Ia bercerita, pendiri perusahaan itu adalah seorang lulusan Universitas Cambridge dan sangat pandai. Karena istrinya meninggal akibat kanker, ia membuat pendeteksi kanker, untuk membantu orang lain. Terutama untuk kanker paru-paru, karena kemungkinan lebih mudah dideteksi dibanding kanker lainnya.
Awalnya itu cuma perusahaan kecil, tapi sekarang sudah semakin besar karena pemasaran yang baik. Begitu diceritakan Agustina Hadiastuti.

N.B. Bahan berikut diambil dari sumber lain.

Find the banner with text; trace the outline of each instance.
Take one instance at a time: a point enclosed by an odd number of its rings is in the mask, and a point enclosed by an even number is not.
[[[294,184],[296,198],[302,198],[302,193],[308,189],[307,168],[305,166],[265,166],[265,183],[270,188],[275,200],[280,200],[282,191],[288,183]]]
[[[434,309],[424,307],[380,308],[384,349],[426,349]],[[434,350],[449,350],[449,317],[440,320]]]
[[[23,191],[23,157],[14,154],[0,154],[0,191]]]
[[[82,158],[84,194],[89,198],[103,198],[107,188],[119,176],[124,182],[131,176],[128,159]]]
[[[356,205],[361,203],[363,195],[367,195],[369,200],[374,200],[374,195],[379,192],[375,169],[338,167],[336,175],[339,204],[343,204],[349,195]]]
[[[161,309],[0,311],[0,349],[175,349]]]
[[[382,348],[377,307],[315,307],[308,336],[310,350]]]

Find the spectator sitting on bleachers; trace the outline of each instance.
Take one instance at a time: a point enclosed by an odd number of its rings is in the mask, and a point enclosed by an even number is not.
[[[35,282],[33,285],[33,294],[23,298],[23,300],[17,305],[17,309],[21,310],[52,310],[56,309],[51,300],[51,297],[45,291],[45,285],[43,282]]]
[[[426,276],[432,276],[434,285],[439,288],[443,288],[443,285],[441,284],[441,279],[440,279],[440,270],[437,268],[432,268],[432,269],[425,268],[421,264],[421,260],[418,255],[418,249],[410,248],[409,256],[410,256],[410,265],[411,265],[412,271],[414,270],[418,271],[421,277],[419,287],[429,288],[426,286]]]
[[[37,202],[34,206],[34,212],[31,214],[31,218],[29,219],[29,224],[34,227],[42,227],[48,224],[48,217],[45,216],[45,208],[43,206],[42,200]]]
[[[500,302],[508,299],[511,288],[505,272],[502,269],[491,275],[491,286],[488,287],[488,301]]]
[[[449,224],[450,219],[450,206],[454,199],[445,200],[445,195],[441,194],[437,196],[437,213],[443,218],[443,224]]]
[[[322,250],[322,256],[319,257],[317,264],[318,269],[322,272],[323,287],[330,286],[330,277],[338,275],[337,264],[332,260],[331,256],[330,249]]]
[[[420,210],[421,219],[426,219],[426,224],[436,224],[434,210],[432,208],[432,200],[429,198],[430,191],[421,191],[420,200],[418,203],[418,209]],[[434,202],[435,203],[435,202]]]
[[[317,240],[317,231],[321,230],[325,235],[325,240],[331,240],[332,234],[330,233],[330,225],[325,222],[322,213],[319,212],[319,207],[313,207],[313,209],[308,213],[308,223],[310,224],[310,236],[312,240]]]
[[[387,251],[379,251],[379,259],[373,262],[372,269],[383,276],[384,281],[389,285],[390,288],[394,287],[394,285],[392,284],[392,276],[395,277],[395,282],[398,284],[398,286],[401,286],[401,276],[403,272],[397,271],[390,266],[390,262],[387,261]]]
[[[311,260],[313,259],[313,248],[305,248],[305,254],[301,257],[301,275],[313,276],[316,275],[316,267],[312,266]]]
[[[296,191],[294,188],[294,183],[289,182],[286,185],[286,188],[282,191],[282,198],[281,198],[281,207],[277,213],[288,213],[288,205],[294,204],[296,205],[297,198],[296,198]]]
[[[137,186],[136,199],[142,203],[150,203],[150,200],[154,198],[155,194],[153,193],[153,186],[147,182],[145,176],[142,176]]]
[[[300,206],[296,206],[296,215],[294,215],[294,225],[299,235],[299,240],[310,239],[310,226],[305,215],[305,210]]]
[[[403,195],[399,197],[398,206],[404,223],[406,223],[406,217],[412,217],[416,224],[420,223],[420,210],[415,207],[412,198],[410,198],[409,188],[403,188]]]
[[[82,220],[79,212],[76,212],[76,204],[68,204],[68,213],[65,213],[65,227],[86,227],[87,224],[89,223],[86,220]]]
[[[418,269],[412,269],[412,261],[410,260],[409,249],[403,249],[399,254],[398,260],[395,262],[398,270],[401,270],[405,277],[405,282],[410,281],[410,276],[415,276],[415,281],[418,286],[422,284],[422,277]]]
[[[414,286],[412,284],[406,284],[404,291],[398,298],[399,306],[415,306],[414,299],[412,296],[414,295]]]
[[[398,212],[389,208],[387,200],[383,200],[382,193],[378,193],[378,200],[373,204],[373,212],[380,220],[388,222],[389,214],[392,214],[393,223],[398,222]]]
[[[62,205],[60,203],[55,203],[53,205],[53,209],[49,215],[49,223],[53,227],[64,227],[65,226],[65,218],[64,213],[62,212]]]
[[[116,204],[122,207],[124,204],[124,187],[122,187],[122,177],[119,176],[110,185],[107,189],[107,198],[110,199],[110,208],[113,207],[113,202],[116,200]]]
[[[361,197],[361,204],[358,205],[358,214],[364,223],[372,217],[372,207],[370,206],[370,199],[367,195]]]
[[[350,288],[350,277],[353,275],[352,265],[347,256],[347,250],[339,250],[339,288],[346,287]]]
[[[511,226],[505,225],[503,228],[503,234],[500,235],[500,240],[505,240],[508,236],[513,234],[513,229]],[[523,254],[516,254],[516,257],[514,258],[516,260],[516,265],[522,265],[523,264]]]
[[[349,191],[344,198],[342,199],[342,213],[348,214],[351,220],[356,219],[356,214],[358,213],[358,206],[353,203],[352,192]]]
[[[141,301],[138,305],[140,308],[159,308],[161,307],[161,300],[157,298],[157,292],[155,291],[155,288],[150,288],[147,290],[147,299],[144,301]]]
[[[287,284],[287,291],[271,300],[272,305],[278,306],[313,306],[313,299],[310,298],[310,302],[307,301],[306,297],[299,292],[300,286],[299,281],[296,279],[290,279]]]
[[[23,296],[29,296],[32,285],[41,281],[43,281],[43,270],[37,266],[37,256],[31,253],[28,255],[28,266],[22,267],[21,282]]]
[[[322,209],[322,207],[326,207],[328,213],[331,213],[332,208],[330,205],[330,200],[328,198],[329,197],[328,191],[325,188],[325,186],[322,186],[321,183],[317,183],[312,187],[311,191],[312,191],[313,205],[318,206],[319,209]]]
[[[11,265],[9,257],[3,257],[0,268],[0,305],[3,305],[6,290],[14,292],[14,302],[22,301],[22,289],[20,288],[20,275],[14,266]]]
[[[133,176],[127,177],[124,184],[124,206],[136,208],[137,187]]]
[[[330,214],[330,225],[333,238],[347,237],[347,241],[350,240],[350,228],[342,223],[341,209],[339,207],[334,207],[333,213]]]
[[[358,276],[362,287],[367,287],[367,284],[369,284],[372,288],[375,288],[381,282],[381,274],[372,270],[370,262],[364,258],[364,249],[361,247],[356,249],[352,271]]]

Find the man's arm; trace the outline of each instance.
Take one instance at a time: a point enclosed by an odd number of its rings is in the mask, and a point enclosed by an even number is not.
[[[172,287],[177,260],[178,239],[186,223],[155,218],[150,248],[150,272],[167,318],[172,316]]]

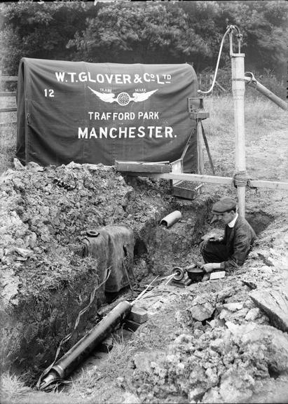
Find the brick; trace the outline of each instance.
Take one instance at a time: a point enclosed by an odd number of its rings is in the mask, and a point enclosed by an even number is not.
[[[136,331],[140,325],[139,323],[136,323],[136,321],[132,320],[126,320],[123,324],[123,328],[129,331]]]

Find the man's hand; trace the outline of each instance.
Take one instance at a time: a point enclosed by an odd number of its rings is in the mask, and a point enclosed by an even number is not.
[[[223,237],[214,237],[214,236],[209,238],[210,243],[221,243]]]
[[[208,264],[203,264],[201,267],[201,269],[204,269],[207,274],[212,272],[213,269],[219,269],[219,268],[220,264],[218,262],[208,262]]]

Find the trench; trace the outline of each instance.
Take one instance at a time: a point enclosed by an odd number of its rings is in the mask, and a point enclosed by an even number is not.
[[[200,260],[198,244],[201,237],[211,230],[212,203],[209,196],[200,199],[200,203],[196,200],[175,198],[170,206],[158,212],[155,217],[147,217],[142,227],[134,231],[132,271],[133,276],[138,282],[145,283],[156,276],[170,275],[175,266],[186,267]],[[160,224],[160,219],[175,210],[181,213],[181,218],[177,222],[169,228]],[[256,215],[248,215],[247,220],[259,234],[273,221],[273,217],[259,212]],[[83,254],[81,250],[79,250],[79,254]],[[59,290],[53,291],[53,299],[50,299],[48,302],[39,298],[36,301],[32,300],[29,304],[26,303],[25,308],[18,307],[12,318],[15,328],[17,328],[19,323],[26,323],[29,325],[21,342],[15,340],[9,361],[13,363],[17,363],[14,368],[17,372],[25,372],[29,369],[29,384],[34,386],[39,371],[41,373],[54,360],[60,340],[67,335],[67,330],[71,330],[78,314],[78,296],[81,296],[79,292],[85,285],[85,295],[81,299],[88,299],[95,283],[93,276],[93,272],[79,274],[74,279],[74,291],[63,284]],[[103,305],[113,301],[118,294],[129,294],[129,285],[126,285],[111,298],[105,294],[104,289],[99,290],[89,311],[81,317],[77,329],[69,344],[63,348],[62,354],[85,335],[95,325],[95,321],[99,321],[95,313]],[[129,330],[123,333],[122,330],[121,335],[114,334],[114,337],[124,338],[125,342],[129,339],[131,333]],[[79,368],[74,371],[72,379],[77,377],[79,372],[85,370],[85,367],[106,361],[108,351],[107,345],[100,346],[100,349],[92,352]]]

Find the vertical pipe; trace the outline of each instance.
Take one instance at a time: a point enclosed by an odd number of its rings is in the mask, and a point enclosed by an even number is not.
[[[196,119],[196,137],[197,137],[197,147],[198,147],[198,174],[204,173],[204,157],[203,157],[203,144],[202,141],[202,137],[200,136],[199,126],[200,121],[199,119]]]
[[[244,121],[244,53],[230,54],[232,67],[232,93],[234,103],[234,122],[235,136],[235,172],[246,175],[245,133]],[[237,186],[239,214],[245,217],[246,184]]]

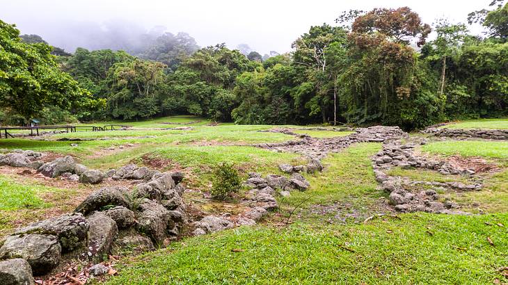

Menetap di negeri orang yang dipimpin ratu
Ia bercerita, dari sudut pandangnya, sebetulnya tidak ada bedanya tinggal di negara yang berbentuk monarki dan yang berbentuk republik, karena raja atau ratu di Inggris hanya sebagai simbol saja. Yang memimpin pemerintahan adalah perdana menteri.
“Seperti di Indonesia saja. Kan di Solo atau Yogyakarta ada juga ningrat. Di sini ada ratu, ada pangeran. Kita ikut seneng kalau ada perayaan-perayaan.” Sedangkan dalam hal politik, sama saja seperti di Indonesia.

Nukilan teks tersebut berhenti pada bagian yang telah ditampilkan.